Con el foco encima, mucho mejor

Con el foco encima, mucho mejor

Juanma López Iturriaga

Existen muchos tipos de jugadores. Estrellas y currantes, ruidosos y discretos, saltarines y armarios de tres cuerpos. Y tambien unos cuantos que necesitan sentirse protagonistas para dar lo mejor de sí mismos. En su interior, estan convencidos que no han nacido para que la cámara no les apunte. El protagonismo les agrada y les agranda. Saras Jasikevicius es uno de ellos. A lo largo de su extraordinaria carrera lo ha tenido casi siempre, y su discreto rendimiento en la NBA, donde evidentemente no tenía galones de hombre importante, puede incidir en su necesidad de ser jefe antes que soldado. Ahora apura su carrera en su querido Barcelona, sin el lustre de antaño, cosa lógica, pero todavía regalándonos buenos momentos. El domingo fue el penúltimo. Con el partido ante el Uxue en el alambre, con Navarro nuevamente lesionado, tomó el mando, reclamó luces y cámara y desde la línea de tiros libres salvó un partido que los azulgranas tenían feo, muy feo. En la línea de personal, como único actor en escena, a Jasikevicius ni se le olvida una frase ni le tiembla la muñeca.

Sarunas Jasikevicius – Crónica de Iturriaga

Nogueira Club de fans. Hace unas semanas, con motivo del Estudiantes-Barcelona, abrí el club de fans televisivo de Lucas Nogueira. Es el segundo de la temporada, despues del de Nathan Jawei. Para hacerte merecedor de este honor has de ser un jugador llamativo, diferente, de estos que les ves una vez y ya no te olvidas de ellos. No necesariamente han de ser los mejores, sino tener ese algo que se fija en la cabeza y hace que le recuerdes de forma más nítida que a otros. Jawai fue el primero y no hace falta explicar mucho el porqué. Uno de las cuestiones a mejorar en esta liga es la identificación. Con tantos cambios de jugadores de aquí para allá, cuesta asociar nombre, cara y equipo, por lo que este tipo de jugador resulta más que interesante. El domingo, Nogueira, que desarrolla buena parte de su cometido por encima del aro, dio el triunfo al Estudiantes frente al Lagun Aro con un palmeo in extremis, lo que confirma el acierto de la elección. Eso sí, es un tipo o bien muy tímido, o bien muy sobrado. Metió la canasta, sonó la bocina, y oye, ni un gesto, ni un brazo al aire, ni mucho menos correr a abrazarse con la afición. Se quedó como si fuese lo más normal del mundo. Siendo de su club de fans, a eso se le llama elegancia.

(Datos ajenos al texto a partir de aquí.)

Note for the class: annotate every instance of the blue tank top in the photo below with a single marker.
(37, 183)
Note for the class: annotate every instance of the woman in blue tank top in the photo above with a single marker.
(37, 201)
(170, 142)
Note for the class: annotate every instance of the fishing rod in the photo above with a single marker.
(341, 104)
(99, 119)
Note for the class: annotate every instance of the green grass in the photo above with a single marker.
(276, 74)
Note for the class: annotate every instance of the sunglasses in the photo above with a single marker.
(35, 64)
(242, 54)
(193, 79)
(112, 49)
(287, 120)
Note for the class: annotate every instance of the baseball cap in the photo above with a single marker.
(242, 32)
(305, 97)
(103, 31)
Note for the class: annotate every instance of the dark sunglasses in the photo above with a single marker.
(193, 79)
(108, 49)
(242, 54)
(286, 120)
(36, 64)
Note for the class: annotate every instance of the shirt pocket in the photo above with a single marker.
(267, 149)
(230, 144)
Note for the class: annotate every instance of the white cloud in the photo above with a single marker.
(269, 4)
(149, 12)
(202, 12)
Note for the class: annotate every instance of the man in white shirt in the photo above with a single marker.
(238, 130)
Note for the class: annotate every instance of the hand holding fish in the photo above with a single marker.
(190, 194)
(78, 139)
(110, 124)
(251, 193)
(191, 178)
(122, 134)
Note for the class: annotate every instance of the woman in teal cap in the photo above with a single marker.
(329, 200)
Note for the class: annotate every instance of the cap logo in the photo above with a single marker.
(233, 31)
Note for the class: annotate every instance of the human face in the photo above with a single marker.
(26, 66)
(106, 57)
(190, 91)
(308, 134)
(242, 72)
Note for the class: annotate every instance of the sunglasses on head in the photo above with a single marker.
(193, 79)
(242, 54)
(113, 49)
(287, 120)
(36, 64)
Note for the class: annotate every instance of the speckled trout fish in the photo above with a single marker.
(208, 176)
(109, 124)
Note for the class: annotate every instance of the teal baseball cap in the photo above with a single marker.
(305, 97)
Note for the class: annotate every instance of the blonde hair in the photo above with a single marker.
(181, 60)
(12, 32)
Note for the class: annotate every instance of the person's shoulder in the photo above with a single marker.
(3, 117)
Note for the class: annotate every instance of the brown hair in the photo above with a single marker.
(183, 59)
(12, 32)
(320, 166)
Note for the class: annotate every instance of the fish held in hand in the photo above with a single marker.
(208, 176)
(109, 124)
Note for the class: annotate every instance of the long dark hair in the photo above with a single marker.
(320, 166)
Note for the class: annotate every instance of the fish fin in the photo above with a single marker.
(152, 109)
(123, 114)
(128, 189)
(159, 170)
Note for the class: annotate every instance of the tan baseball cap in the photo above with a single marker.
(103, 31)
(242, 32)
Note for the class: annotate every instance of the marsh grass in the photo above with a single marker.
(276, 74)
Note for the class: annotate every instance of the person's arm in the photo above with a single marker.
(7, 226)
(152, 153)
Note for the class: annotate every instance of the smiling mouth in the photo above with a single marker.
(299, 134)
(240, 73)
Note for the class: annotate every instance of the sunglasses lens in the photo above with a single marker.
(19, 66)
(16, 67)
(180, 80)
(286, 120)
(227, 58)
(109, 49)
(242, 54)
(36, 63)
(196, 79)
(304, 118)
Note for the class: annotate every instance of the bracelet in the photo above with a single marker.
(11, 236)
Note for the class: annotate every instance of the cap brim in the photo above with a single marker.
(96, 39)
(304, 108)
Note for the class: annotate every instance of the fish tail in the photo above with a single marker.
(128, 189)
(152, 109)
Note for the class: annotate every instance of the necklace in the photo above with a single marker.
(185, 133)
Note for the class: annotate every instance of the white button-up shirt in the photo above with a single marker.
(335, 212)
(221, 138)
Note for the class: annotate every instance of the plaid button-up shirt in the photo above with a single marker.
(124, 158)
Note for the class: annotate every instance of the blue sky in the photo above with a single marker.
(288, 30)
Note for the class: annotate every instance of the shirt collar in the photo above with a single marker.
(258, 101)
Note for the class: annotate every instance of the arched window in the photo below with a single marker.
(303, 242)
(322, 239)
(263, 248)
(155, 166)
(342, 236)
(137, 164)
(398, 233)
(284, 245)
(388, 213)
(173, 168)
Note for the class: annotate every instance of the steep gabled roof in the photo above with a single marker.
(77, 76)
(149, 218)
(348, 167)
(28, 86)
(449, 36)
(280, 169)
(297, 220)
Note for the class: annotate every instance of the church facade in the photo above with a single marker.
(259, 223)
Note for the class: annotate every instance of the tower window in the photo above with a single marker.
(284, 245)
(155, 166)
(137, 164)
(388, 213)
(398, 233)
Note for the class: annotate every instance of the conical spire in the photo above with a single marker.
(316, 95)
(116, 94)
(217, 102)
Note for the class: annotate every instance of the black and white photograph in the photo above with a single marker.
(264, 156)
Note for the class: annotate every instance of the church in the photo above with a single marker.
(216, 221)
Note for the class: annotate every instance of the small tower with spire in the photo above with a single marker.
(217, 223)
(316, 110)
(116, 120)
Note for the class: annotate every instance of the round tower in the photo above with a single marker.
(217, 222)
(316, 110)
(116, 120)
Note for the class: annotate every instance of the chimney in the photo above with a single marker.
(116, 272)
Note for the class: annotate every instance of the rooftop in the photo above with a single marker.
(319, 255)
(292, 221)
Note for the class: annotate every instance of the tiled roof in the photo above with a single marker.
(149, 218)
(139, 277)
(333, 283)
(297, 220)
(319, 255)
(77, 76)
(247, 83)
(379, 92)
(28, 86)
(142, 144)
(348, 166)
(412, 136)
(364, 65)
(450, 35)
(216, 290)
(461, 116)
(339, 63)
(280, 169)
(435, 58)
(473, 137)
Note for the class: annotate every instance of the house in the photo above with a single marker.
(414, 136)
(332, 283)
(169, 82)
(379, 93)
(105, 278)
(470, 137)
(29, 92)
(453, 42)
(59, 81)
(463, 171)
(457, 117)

Lucas Nogueira – Crónica de Iturriaga

Prohibido rendirse. Ocurrió en Madrid y lo evitó Nogueira, y pasó en Canarias con más éxito. Los dos farolillos rojos de la Liga Endesa siguen peleando como gatos panza arriba. Cuando has necesitado dieciocho partidos para ganar tres y la distancia hasta la zona de salvación son de otros tantos, la cosa pinta mal. Si el calendario te manda a Canarias para jugar frente al Herbalife, que lleva años convirtiendo su campo en un dolor de cabeza constante para sus adversarios, el asunto se pone aún peor. Pero lo que no consiguió el Barça y el Madrid necesitó un último minuto milagro para lograrlo, lo cumplió con cierta autoridad el Basket Manresa, todo un clásico de nuestro baloncesto. Por la enjundia del terreno conquistado y el potencial del rival que tenía enfrente, es una de esas victorias que no sólo cuenta en la clasificación, sino en el ánimo de un equipo que lo necesita como el comer para sobrellevar con entereza la larga agonía a la que se está enfrentando casi desde el inicio de la temporada. Más si cabe cuando en las dos proximas jornadas recibe al Barça y visita al Real Madrid. Como reza el dicho, No era nada lo del ojo, y lo tenía en la mano. Ahora bien, está claro que ni Lagun Aro ni Basket Manresa lo van a pelear hasta el final. Aviso pues, para navegantes despistados.